Claude Le Bouthillier
On ne peut faire le tour du roman acadien récent sans parler de Claude Le Bouthillier qui a publié cinq romans au cours des vingt dernières années. Ce romancier jouit du prestige d’être publié depuis longtemps par un important éditeur québécois, d’avoir remporté quelques prix littéraires et d’avoir été reçu jadis à une émission radiophonique de Denise Bombardier. Le roman Les marées du Grand Dérangement qui termine la grande fresque sur la déportation des Acadiens a le mérite de s’appuyer sur une importante documentation historique et la grandeur du sujet a pour effet d’y sauver un peu la mise. On ne peut cependant en dire autant des romans qui ont suivi où l’auteur semble avoir adopté pour devise que trop n’est jamais assez. Ces romans s’autodétruisent sous le poids de leur propre caricature que le romancier a inconsciemment incorporée au récit et véhiculent une vision à la fois manichéenne et idéalisée de l’Acadie qu’on croyait bien morte avec la disparition du dernier curé-écrivain pratiquant le messianisme littéraire.
Et les autres
Au cours des dernières 20 années, il s’est publié plus de 70 romans en Acadie, en excluant toute la littérature jeunesse, toute la littérature populaire à laquelle les éditions de la Francophonie et les éditions de La Grande Marée font une bonne place, tous les récits de « mon-enfance-au-village-dans-le-bon-vieux-temps » auxquels le jury du prix France-Acadie accorde à l’occasion plus d’importance qu’à certains des romans dont il est question dans ce texte. Il sera donc impossible de faire la place qu’ils mériteraient à bien des romans, notamment à la trilogie de Louis Haché, La Tracadienne, Le desservant de Charnissey et La maîtresse d’école, bel exemple de roman historique à saveur populaire écrit avec rigueur et finesse ; aux deux beaux romans d’Hélène Harbec, L’orgueilleuse et Les voiliers blancs, où l’on retrouve la profondeur et l’émotion de sa poésie ; au roman qu’on a dit raté du regretté Gérald Leblanc, Moncton mantra, et dont il reconnaissait les lacunes, mais qui constitue néanmoins un portrait pittoresque d’une époque ; au premier roman très attachant de Camilien Roy, La première pluie, dont il n’a pas su reproduire le ton dans le deuxième ; aux deux romans de Gracia Couturier, L’antichambre et Je regardais Rebecca, aux complications parfois excessives, mais qui révèlent néanmoins de véritables qualités de romancière ; aux deux récits de voyage romancés de Charles Pelletier, Oasis, Itinéraire de Delhi à Bombay et Étoile filante, à l’écriture sobre et efficace, etc. Il faut aussi signaler, en marge du roman, deux recueils de récits d’écrivains majeurs qui valent éminemment le détour : les récits de voyage de Serge Patrice Thibodeau, Lieux cachés, et les récits de la genèse de sa vocation artistique rassemblés sous le titre de Brunante par Herménégilde Chiasson.
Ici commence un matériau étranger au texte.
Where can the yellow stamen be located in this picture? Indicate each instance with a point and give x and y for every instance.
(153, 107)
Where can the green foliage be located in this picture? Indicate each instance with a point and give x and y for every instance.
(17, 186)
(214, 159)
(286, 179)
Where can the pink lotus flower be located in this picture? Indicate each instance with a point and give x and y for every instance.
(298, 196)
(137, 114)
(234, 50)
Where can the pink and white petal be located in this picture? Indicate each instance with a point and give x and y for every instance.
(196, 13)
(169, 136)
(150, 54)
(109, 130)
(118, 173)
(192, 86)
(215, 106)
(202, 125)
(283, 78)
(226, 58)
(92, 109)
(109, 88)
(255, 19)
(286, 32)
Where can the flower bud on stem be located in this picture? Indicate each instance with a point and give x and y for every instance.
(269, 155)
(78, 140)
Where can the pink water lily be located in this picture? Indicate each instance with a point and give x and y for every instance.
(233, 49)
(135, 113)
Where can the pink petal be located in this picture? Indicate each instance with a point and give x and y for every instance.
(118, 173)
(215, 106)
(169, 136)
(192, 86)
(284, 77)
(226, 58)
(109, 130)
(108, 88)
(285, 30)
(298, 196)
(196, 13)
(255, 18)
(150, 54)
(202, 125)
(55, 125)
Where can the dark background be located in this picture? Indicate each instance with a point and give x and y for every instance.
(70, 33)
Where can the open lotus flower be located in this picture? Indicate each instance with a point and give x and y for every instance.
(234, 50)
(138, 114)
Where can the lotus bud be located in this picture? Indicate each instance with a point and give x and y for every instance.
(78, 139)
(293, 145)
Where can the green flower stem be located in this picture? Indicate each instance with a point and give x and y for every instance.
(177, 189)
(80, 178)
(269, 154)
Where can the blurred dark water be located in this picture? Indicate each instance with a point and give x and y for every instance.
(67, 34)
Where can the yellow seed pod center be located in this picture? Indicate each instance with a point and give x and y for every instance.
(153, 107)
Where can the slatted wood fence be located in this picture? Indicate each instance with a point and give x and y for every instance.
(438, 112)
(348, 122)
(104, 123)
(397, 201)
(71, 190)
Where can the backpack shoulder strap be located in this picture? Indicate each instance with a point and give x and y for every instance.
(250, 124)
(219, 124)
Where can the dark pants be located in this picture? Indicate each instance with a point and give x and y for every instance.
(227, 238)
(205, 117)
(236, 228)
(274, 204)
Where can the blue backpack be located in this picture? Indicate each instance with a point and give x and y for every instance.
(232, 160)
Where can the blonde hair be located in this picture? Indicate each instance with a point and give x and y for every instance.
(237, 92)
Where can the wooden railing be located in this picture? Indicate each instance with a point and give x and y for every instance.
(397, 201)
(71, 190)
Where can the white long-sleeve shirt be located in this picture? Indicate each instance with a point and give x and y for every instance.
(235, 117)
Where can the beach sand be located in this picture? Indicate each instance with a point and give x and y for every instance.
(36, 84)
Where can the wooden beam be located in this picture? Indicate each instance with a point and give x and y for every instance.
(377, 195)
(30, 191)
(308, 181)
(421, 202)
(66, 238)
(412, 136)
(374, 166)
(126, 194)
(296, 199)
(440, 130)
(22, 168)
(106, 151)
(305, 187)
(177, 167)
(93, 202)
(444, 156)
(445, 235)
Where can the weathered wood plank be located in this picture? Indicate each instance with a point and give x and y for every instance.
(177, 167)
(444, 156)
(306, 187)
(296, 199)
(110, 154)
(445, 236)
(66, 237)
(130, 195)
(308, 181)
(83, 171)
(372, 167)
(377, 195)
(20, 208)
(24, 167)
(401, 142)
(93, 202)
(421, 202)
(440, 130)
Ce rapide survol a permis de constater la persistance de notre première romancière, l’éclosion de France Daigle et l’émergence de Jean Babineau. Le chiac y est apparu comme un phénomène nouveau, dont le parcours est en évolution vers on ne sait quel aboutissement. Le développement phénoménal de la littérature populaire et en particulier des récits de vie est aussi un phénomène marquant des dernières années qui existe en marge du roman. Plutôt que de faire un bilan optimiste ou pessimiste qui ne ferait que révéler des humeurs, on se contentera de constater que la poésie reste le genre le plus pratiqué en Acadie et que c’est peut-être le signe que cette littérature peine à traverser ses frontières et qu’elle n’a pas encore atteint au statut d’une littérature pleine et entière, qui s’attache généralement aux œuvres de quelques grands romanciers.